Gözlemlere göre, jetin her iki tarafı da asimetrik özellikler taşıyor. Gloudemans, jetin farklı uzaklıklara yayılması ve parlaklığındaki değişkenliklerin, çevresindeki aşırı koşullardan kaynaklanabileceğini belirtti.
Farklı dalga boylarında gözlemler yapıldı
Uluslararası bir gökbilimci ekibi, ilk olarak Avrupa’daki Low Frequency Array (LOFAR) radyo teleskop ağıyla radyo jetini tespit etti. Ardından, Hawaii’deki Gemini Kuzey Teleskobu’nun kızılötesi spektrografı ve Teksas’taki Hobby-Eberly Teleskobu kullanılarak farklı dalga boylarında ek gözlemler yapıldı.
Bilim insanları, bu farklı gözlemleri birleştirerek J1601+3102 olarak adlandırılan kuasarın detaylı bir profilini çıkardı. Gloudemans, “Erken evrende güçlü radyo jetleri yayabilen kuasarları araştırıyoruz. Bu keşif, birden fazla teleskobun gücünü birleştirerek neler keşfedebileceğimizi gösteriyor” dedi.
Benzer keşiflerin devamı gelebilir
Bu büyüklükte bir radyo jetinin bulunması, evrenin erken dönemlerinde daha fazla benzer cismin var olabileceğine işaret ediyor. Araştırmacılar, bu tür jetlerin oluşum mekanizmasını anlamak için daha fazla gözlem yapmayı planlıyor.

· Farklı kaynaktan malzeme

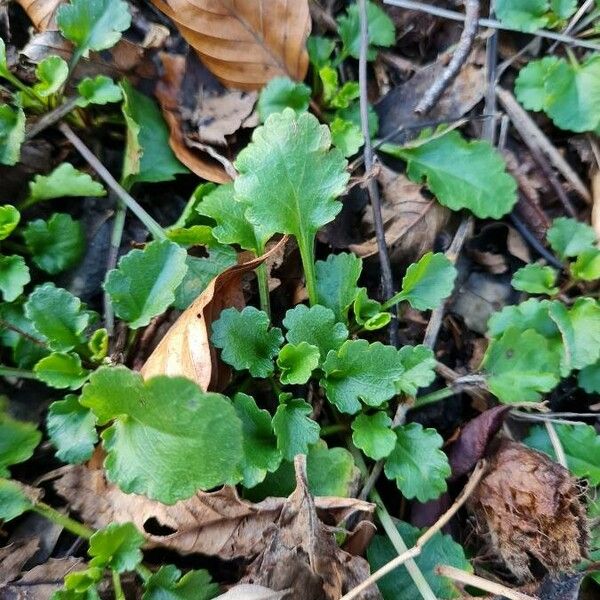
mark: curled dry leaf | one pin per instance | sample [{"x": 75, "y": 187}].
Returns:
[
  {"x": 529, "y": 506},
  {"x": 245, "y": 43},
  {"x": 301, "y": 554},
  {"x": 167, "y": 93},
  {"x": 186, "y": 349},
  {"x": 411, "y": 219},
  {"x": 216, "y": 523}
]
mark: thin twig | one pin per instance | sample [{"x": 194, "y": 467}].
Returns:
[
  {"x": 153, "y": 227},
  {"x": 533, "y": 136},
  {"x": 481, "y": 583},
  {"x": 418, "y": 547},
  {"x": 51, "y": 118},
  {"x": 387, "y": 279},
  {"x": 561, "y": 457},
  {"x": 491, "y": 23},
  {"x": 463, "y": 48}
]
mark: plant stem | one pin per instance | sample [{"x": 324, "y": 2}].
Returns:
[
  {"x": 390, "y": 529},
  {"x": 307, "y": 254},
  {"x": 153, "y": 227},
  {"x": 117, "y": 587},
  {"x": 75, "y": 527},
  {"x": 12, "y": 372}
]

Gloudemans, “Erken evrende yaklaşık bin kadar kuasar tespit edildi. Bunlar nadir olsa da, elimizde önemli sayıda örnek bulunuyor” dedi. Bilim insanları, kuasarların merkezindeki süper kütleli kara deliklerin, gaz ve tozun sürtünmesiyle aşırı parlak hale geldiğini düşünüyor. J1601+3102 kuasarı özelinde, bu malzemenin bir kısmı güçlü radyo jetleri halinde uzaya yayılmış durumda.
Evrenin farklı bölgelerinde devasa jetler
Geçtiğimiz yıl, başka bir gökbilimci ekibi, yine LOFAR teleskobunu kullanarak 23 milyon ışık yılı genişliğindeki “Porphyrion” adlı radyo jetini keşfetmişti. Ancak Porphyrion, Dünya’ya 7,5 milyar ışık yılı uzaklıkta bulunuyor ve erken evren yerine “yakın evrende” yer alıyor.
Bilim insanları, büyük patlamadan kalan kozmik mikrodalga arka plan ışımasının, erken evrendeki bu tür devasa jetleri tespit etmeyi zorlaştırdığını düşünüyor.
Ancak yeni keşif, bu güçlü radyo jetlerinin evrenin ilk dönemlerinde de var olabileceğini ve kara deliklerin galaksileri şekillendirmede oynadığı rolü gözler önüne seriyor.